The Rio Tinto Limited (ASX: RIO) share price is in focus this week as the iron ore giant is scheduled to report its FY21 result.
Rio Tinto’s financial year runs for the 12 months to December 2021.
Rio Tinto’s incoming HY22 result
Iron ore mining giant Rio Tinto is expected to release its result tomorrow.
This is actually one of the biggest iron ore miners in the world. In the 12 months to 31 December 2021, it shipped 321.6 million tonnes of iron ore. That’s a lot of iron ore. In the December quarter, its iron ore shipments were 84.1mt.
What to expect from the report
Rio Tinto is a commodity business. That means it’s dependent on the price of the commodity that it produces, as well as how much it produces.
The amount of Rio Tinto iron ore shipments were down 3% to 321.6mt, whilst production was down 4% to 319.7mt.
Iron ore prices were very volatile over Rio Tinto’s 2021 financial year.
We already know that the half-year result was strong with operating cash flow increasing by 143% to US$13.66 billion. Net earnings climbed 271% to US$12.3 billion. The Rio Tinto board decided to declare an ordinary interim dividend of US$3.76 per share, an increase of 143% and also paid a special dividend of US$1.85 per share.
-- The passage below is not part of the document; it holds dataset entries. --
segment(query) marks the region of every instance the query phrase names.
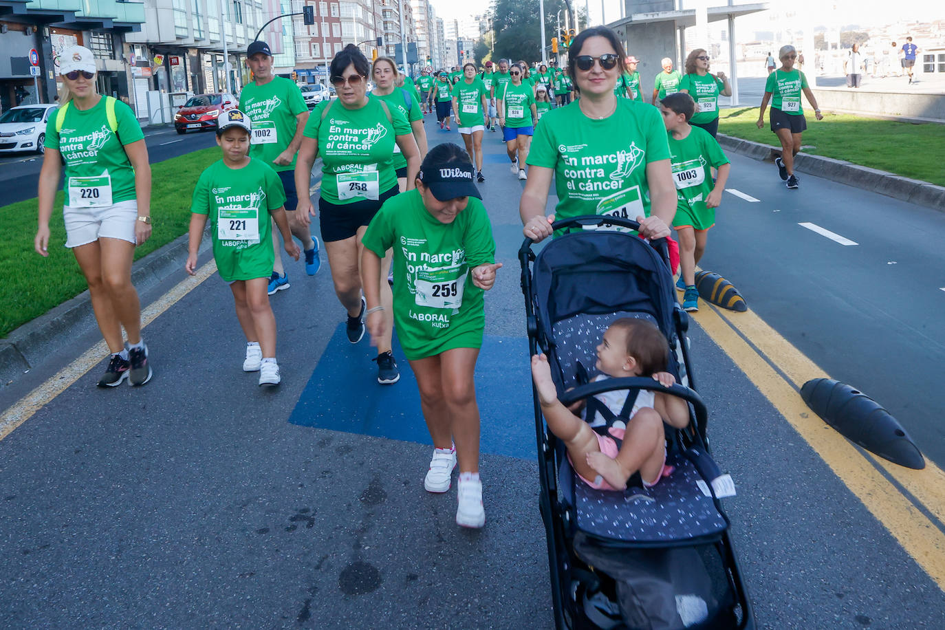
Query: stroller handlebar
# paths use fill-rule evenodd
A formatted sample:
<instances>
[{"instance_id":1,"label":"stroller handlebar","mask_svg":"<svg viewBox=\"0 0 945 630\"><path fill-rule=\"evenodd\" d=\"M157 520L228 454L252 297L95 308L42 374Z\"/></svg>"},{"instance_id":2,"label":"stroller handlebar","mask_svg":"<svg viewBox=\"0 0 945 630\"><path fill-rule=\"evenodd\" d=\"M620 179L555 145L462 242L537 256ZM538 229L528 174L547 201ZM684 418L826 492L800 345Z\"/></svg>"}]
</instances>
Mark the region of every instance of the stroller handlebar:
<instances>
[{"instance_id":1,"label":"stroller handlebar","mask_svg":"<svg viewBox=\"0 0 945 630\"><path fill-rule=\"evenodd\" d=\"M706 408L705 402L703 402L702 398L692 389L683 387L679 383L674 384L672 387L664 387L653 379L641 377L605 379L595 383L588 383L560 394L558 397L558 400L561 401L561 404L567 407L568 405L582 399L590 398L591 396L594 396L596 394L603 394L604 392L613 391L615 389L649 389L654 392L676 396L678 398L681 398L687 402L692 403L693 407L696 409L696 421L699 426L704 427L709 418L709 410Z\"/></svg>"}]
</instances>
Whilst Rio Tinto and BHP Group Ltd (ASX: BHP) are not the same business, I think the fact that BHP reported a solid FY22 half-year result (covering the same time period as Rio Tinto’s second half) is a good sign. BHP said that its realised price for iron ore was 9% higher to US$113.54 per wet metric tonne. A higher commodity price should be a boost for Rio Tinto’s profit. However, Rio Tinto did see a drop in production, so we’ll have to see how the profit performs.
The Rio Tinto dividend
Rio Tinto’s operating earnings are likely to be strong again. Though the iron ore price has been drifting lower, so I’m not sure if its dividend will be increased significantly. It has also been busy with announcements. It has entered into a binding deal to buy the Rincon lithium project in Argentina for $825 million.
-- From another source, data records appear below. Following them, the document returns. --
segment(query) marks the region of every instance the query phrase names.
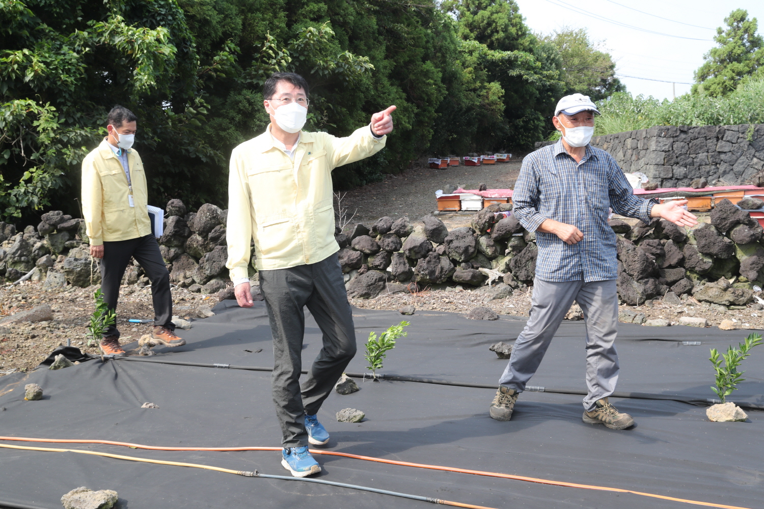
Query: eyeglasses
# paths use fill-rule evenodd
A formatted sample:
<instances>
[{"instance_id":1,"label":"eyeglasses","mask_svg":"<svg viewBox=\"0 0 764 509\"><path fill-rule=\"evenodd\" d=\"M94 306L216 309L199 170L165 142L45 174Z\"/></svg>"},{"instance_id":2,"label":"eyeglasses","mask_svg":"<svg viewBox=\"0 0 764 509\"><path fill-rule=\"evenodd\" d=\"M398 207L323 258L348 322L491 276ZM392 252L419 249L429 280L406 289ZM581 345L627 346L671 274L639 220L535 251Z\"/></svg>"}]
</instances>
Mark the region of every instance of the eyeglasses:
<instances>
[{"instance_id":1,"label":"eyeglasses","mask_svg":"<svg viewBox=\"0 0 764 509\"><path fill-rule=\"evenodd\" d=\"M276 102L280 102L282 105L288 105L290 102L296 101L296 103L298 105L299 105L300 106L304 106L305 108L307 108L308 105L310 104L310 101L309 99L304 98L304 97L299 97L299 98L297 98L296 99L293 99L291 97L285 97L285 98L283 98L282 99L277 99L277 98L274 98L268 99L268 101L276 101Z\"/></svg>"}]
</instances>

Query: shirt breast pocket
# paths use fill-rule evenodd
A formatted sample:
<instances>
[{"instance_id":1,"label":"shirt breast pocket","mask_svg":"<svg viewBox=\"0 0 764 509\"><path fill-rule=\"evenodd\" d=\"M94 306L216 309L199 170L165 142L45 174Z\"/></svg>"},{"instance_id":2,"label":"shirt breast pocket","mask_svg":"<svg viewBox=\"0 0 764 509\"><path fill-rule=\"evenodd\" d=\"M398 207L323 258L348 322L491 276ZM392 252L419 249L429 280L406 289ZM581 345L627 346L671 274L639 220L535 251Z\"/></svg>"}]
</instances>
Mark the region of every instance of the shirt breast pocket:
<instances>
[{"instance_id":1,"label":"shirt breast pocket","mask_svg":"<svg viewBox=\"0 0 764 509\"><path fill-rule=\"evenodd\" d=\"M586 182L586 199L589 205L597 210L610 208L610 197L608 194L607 179L601 181L594 176L590 176Z\"/></svg>"}]
</instances>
The Oyu Tolgoi project and Ranger rehabilitation project could also need capital allocations by Rio Tinto.
I don’t think that the iron ore price is going to get to US$200 per tonne any time soon. It may not even get to US$150 per tonne for a while after more official Chinese action to lower the price.
Final thoughts on the Rio Tinto share price
Whilst the Rio Tinto share price has gone up 18% this year, I’m not sure if it can go much higher with pressure on the iron ore price.
I’m supportive of the move into lithium, but it’ll be interesting to see what Rio Tinto says about the under-pressure Jadar European lithium project. Its environmental approval has been blocked by Serbia based on local environmental concerns. Is that project now dead in the water?
If the iron ore price were to drop under US$100 again, the Rio Tinto share price could get interesting. But I prefer iron exposure from Fortescue Metals Group Limited (ASX: FMG) with its green economy initiatives.